UndocuAllies help mentor undocumented students on campus./Gabriela Flores

By Gabriela Flores

 

   Besides hailing from diverse ethnic and racial backgrounds, Brooklyn College students also come from different documentation statuses. For those living undocumented, or not having legal residency in the United States, their pursuit of higher education and opportunities are supported by the UndocuAllies of the Immigrant Student Success Office. Through their long-standing committee, professors and staff members from all scopes of the college work together to better support undocumented students. 

    “It’s great being because there’s an understanding among the UndocuAlly people that we’re all here to serve and how can we understand each other to help them,” Elise Goldberg, Academic Program Specialist for BC’s Children and Youth Studies, told The Vanguard. 

    Before there was ISSO, a space for immigrant and first-generation students on campus, there were the UndocuAllies. Carolina Bank Muñoz, a professor of sociology at BC, has been a long-time advocate for immigrant students on campus and the immigrant community overall.

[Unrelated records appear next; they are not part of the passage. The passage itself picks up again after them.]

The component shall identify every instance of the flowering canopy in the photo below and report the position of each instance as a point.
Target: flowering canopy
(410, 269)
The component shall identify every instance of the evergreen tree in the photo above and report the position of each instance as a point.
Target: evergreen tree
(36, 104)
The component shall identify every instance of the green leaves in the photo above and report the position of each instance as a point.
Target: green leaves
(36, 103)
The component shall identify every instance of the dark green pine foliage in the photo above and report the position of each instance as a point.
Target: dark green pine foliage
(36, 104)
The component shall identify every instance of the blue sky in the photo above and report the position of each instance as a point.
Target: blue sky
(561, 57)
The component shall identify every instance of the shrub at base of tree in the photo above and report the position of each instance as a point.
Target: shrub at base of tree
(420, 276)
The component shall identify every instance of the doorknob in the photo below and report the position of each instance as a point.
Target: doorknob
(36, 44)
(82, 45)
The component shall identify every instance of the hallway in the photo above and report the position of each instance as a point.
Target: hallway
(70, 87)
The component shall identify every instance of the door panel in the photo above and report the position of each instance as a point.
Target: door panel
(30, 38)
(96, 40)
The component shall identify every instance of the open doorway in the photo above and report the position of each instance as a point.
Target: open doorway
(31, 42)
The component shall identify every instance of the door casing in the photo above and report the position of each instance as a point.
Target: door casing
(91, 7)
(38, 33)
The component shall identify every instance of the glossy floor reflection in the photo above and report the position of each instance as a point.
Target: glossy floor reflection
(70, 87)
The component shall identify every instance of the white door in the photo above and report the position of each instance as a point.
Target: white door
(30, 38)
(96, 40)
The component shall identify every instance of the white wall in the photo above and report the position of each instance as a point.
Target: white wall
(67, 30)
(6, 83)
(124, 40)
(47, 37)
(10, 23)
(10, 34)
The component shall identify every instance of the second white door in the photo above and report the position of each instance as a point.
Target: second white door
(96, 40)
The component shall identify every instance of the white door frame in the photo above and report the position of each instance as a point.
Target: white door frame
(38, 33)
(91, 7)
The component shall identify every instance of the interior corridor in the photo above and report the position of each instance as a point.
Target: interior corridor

Together with other faculty and staff including Jesús Pérez, ISSO’s director, she became one of the several mentors who aided undocumented students over the years. Since becoming a faculty advisor to a group of undocumented students, Bank Muñoz saw the waves in their advocacy for a resource center and access to the state’s Tuition Assistance Program. 

   The demands and voices of undocumented students, however, were catalyzed in 2016 with the election of former President Donald Trump. After a town hall, where students vocalized their fears of xenophobic attacks and deportation, Bank Muñoz, Pérez, and others worked to expand the UndocuAllies initiative. 

   “That was like the next moment where we were like, ‘Wow, we really need to do something, to make sure our students feel like they have a safe space on campus,’” Bank Muñoz told The Vanguard. “And to make sure that the faculty and the staff on campus are aware of how to work with immigrant students.”

   Over the years, in pushing for the creation of ISSO, the group found that BC’s immigrant students “come from everywhere in the world,” according to Bank Muñoz. Once the college was able to receive a donation from BC alum Irwin Federman and his wife Concepcion in 2019, BC’s ISSO launched and became one of two immigrant resource offices across CUNY’s 25 campuses. 

    Shortly after ISSO opened in Roosevelt 117, COVID-19 hit. In transitioning their mentoring and services online, the UndocuAllies looked for their students, some of who would disappear without a trace. 

  “It’s scary when that happens because they may have just decided, ‘Okay, that’s it,’” said Goldberg, noting that those students may have un-enrolled. “And they’re doing fine, but you don’t know. You don’t hear from them.”

    Despite the challenges that came with remote learning and a global pandemic that impacted undocumented students significantly, the UndocuAllies are looking to continue their work at ISSO for the long run. In their latest collaborative effort, they managed to secure a full-time program coordinator. 

    “I’m so excited to be teaching in person, and it’s been so nice to be meeting students in ISSO,” said Bank Muñoz.